One day I thought I had it licked, even though my way was different from the teacher’s.  I got in line behind Susan S. to demonstrate my skill to the teacher, and then something terrible happened.  I was a healthy child, and I'd had a bologna and tomato sandwich for lunch.  Michael B. was standing behind me.  He pinched his nostrils shut and wailed, “I heard that, Cathy.  Ew, you stink.”

The teacher, a seven-year kindergarten veteran, leaned forward and admonished me in a prim whisper, “Ladies don’t break wind, Cathy.”

This confused me.  “Is that the same as ‘fart,’ Miss Benton?”

Michael pointed an accusing finger at me.  “Cathy just swore!”

I blushed beet red.  “I did not.”

“Did so!”

“That’s enough, Cathy and Michael.  ‘Fart’ is not a swear word, but it isn’t very nice.  Polite people say ‘break wind.’”

I bowed my head in shame.  To make matters worse, when I had shuffled my way to the front of the line to show Miss Benton my prowess, I got flustered and couldn't tie my shoelaces.

I learned a valuable lesson that day.  Ladies don't fart, unless they can do it soundlessly and with no odour.

When I became an adult lady and got married, I discovered that my husband came from a different camp, the "better out than in" school of thought.  Not that he had been raised that way.  If his mother ever heard him do it, she'd stare at him in disbelief.  "You were never raised that way," she'd say.

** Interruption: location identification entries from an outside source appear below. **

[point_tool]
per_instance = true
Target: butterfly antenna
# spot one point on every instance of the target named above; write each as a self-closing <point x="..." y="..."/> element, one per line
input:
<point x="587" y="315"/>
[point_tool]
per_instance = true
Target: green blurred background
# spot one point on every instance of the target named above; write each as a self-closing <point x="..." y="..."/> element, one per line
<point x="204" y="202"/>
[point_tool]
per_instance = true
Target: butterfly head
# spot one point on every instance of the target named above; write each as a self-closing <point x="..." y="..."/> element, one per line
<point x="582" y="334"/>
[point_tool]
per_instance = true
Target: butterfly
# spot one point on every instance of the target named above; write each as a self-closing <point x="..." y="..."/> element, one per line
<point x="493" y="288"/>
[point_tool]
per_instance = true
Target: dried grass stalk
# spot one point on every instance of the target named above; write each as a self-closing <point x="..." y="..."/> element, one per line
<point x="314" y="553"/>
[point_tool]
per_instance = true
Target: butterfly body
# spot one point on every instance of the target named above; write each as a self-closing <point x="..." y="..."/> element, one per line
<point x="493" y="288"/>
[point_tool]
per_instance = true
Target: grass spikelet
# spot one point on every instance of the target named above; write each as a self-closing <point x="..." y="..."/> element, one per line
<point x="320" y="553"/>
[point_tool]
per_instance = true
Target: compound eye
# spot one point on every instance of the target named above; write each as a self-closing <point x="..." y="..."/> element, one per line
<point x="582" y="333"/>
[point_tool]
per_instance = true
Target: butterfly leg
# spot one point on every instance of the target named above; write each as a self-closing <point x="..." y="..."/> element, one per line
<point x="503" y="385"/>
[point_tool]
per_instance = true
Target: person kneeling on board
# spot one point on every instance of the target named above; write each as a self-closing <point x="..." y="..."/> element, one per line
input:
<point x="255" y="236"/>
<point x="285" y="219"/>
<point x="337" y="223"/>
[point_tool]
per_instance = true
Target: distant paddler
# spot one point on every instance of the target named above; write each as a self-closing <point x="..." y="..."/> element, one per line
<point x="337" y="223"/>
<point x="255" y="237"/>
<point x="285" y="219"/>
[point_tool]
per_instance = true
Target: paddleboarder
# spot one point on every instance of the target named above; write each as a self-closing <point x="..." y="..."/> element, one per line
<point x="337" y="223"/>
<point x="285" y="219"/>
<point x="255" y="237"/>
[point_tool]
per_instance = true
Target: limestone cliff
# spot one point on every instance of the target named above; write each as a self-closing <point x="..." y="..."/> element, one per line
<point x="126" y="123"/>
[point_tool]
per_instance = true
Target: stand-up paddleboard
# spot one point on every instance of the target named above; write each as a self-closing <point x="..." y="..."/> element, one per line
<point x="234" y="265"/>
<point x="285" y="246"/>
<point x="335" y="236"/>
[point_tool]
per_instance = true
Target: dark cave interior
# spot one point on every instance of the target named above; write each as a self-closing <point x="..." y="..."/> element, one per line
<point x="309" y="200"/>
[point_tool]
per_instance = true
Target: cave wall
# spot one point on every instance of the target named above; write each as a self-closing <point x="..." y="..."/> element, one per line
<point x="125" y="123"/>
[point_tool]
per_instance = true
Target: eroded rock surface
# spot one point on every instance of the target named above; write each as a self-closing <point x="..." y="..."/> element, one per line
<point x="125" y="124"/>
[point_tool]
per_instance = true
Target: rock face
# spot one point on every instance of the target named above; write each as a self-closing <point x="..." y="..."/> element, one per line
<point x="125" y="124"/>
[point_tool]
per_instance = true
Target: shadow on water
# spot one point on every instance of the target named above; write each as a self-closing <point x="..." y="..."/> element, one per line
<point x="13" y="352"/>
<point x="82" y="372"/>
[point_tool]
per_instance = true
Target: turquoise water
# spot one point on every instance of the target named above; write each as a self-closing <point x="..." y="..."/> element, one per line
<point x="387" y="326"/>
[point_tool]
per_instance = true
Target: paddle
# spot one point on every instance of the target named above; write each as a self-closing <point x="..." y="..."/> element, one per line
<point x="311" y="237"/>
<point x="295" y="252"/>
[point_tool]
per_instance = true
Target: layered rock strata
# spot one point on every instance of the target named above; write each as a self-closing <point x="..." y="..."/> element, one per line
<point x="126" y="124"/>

Many years of wedded bliss have passed.  Our bodies have aged, and so has our plumbing.  About a year ago, I started farting back in self-defence.  Especially in bed.  Maybe if I can envelope myself in a cloud of poisonous gas, it will shield me from his disgusting man-smell.  This only works if no one turns over, however.

Not that I'm  not a lady, but I'm a hell of a lot more laid back than I used to be.  I still wouldn't dream of "breaking wind" in public, but now I'm beginning to let it rip in public bathroom stalls.  And in private with my husband.

By the time I'm in my eighties, the good Lord willing, practically deaf and with everything I eat disagreeing with me, I may be farting all the time.  Maybe this is the primary reason children put their parents in old folks' homes?

Friday, 21 September 2012

Ladies Don't Fart and Other Misconceptions: A Baby-Boomer Grows Up



I was born in 1958.  Too late for the era of poodle skirts and Elvis mania and hanging out at the soda shop after the drive-in movie.  I was busy drooling and having my diapers changed.  I was in elementary school during the radical '60's, so no bra-burning or love-ins for me. 

When was I a teen-ager?  During the '70's.  The ugliest decade of them all.  Remember the midi-skirts?  Horn-rimmed glasses?  Polyester pant suits with ruffled blouses?  It wasn't pretty, my friend.  So remember that when you're doing your family planning.  Try not to give birth to children during an ugly decade.  It makes for an unattractive photo album.